Леди О’Горман одарила его взглядом, полным презрения и ненависти. Она резко отвернулась, но тут заметила в толпе его родителей.
– Это все ваша вина! – воскликнула она, указывая на них трясущимся от ярости пальцем. – Я правильно воспитывала сына. Он таким не был. Он не был убийцей и на других мужчин не заглядывался. Это ваш сын соблазнил его как настоящий демон, которым он и является. Он никогда бы не ввязался в эти отвратительные вещи по собственной воле. Если бы вы только лучше воспитывали своего ребенка. Если бы вы привили ему добродетель и праведность. Если бы вы вырастили его достойным. Так нет же! Он преступник и извращенец. Смерть моего сына на его совести!
Мистер Тернер выслушал эту отповедь, не отводя взгляд.
– Вы ошибаетесь, – наконец, громко, так чтобы все слышали, объявил он, бросив на Эйдана неприязненный взгляд. – У меня нет сына.
Миссис Тернер во время этой сцены так и не подняла взгляд от земли, пока муж не обнял ее за плечи, уводя прочь. Кажется, леди О’Горман удовлетворилась произошедшим и направилась к руинам тюрьмы.
Эйдан почувствовал, как ему на плечо легла рука мистера Армитэджа.
– Не слушай их, Эйдан, – шепнул книготорговец. – Не повторяй моих ошибок. Это не была твоя вина. Дин решил так самостоятельно. Он любил тебя, и ты никогда не принуждал его к этому.
– Если бы меня не было, он был бы жив, – проговорил в ответ Эйдан.
– И, вероятно, его жизнь была пуста и уныла, и он терзался мыслями о том, почему будто половины его души не хватает.
– Этого мы никогда не узнаем… – покачал головой брюнет.
Единственным его желанием сейчас было увидеть Дина. Именно поэтому он тоже направился к тюрьме. Там уже стояли судебный пристав, палач, Мактавиш и преподобный Блэкхок. Они собирались, наконец, пробраться внутрь.
– Я требую отдать останки моего сына, – обратилась леди О’Горман к приставу.
– Как только мы их обнаружим, – заверил он ее, а затем обернулся к Эйдану и ткнул пальцем к его сторону. – Эй ты! Похоже, ты достаточно силен, нам нужен кто-то, кто разберет обломки.
– Вы не можете просить его! – воскликнул пастор. – Он… он слишком хорошо знал убийцу. Его тут вообще не должно быть.
– Это маленький город, тут все хорошо знали О’Гормана, – пожал плечами пристав. – Не учите меня делать мою работу, Блэкхок!
Пастор скрипнул зубами и ожег юношу взглядом.
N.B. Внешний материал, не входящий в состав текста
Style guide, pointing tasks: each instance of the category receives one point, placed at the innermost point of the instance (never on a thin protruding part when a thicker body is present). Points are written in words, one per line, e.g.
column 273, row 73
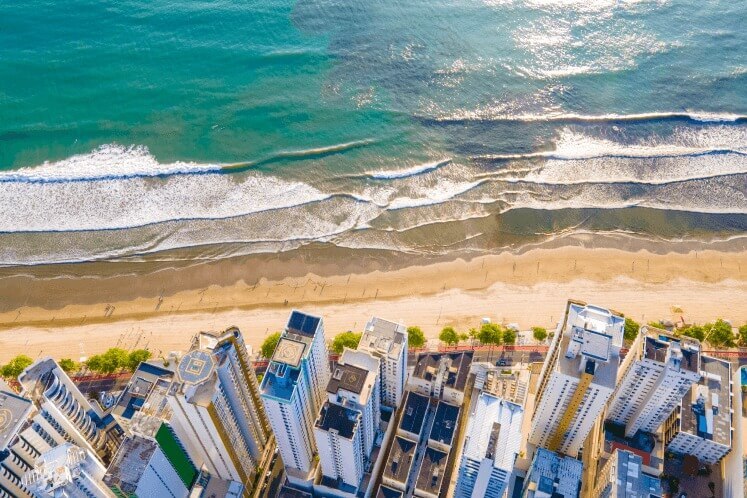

Свою злость он спустил на Мактавиша, угрожая тому, пока Эйдан разбирал завал:
– Молись, чтобы в камере оказались кости. Ты знаешь, что ждет пособника убийства и поджигателя.
Эйдан мог поклясться, что пастор говорит это специально громко, чтобы он мог услышать, намекая на то, что произошедшее было результатом сговора между ними. Внезапно, он понял, что действительно надеется найти хоть что-нибудь. Дин в любом случае был обречен, и Эйдану не хотелось, чтобы пострадал еще и Мактавиш. Он был хорошим человеком, он позволил им с Дином увидеться в последний раз. В последний раз обнять друг друга. За это Эйдан был ему бесконечно благодарен.
Когда Эйдан, наконец, добрался до места, где должна была находиться камера, он увидел, что там мало что уцелело. И, хотя он считал, что хуже быть уже не может, его желудок скрутило, а к горлу подступила тошнота, когда он заметил останки грудной клетки и что-то, напоминающее руку. Остальные кости были раздроблены упавшей потолочной балкой.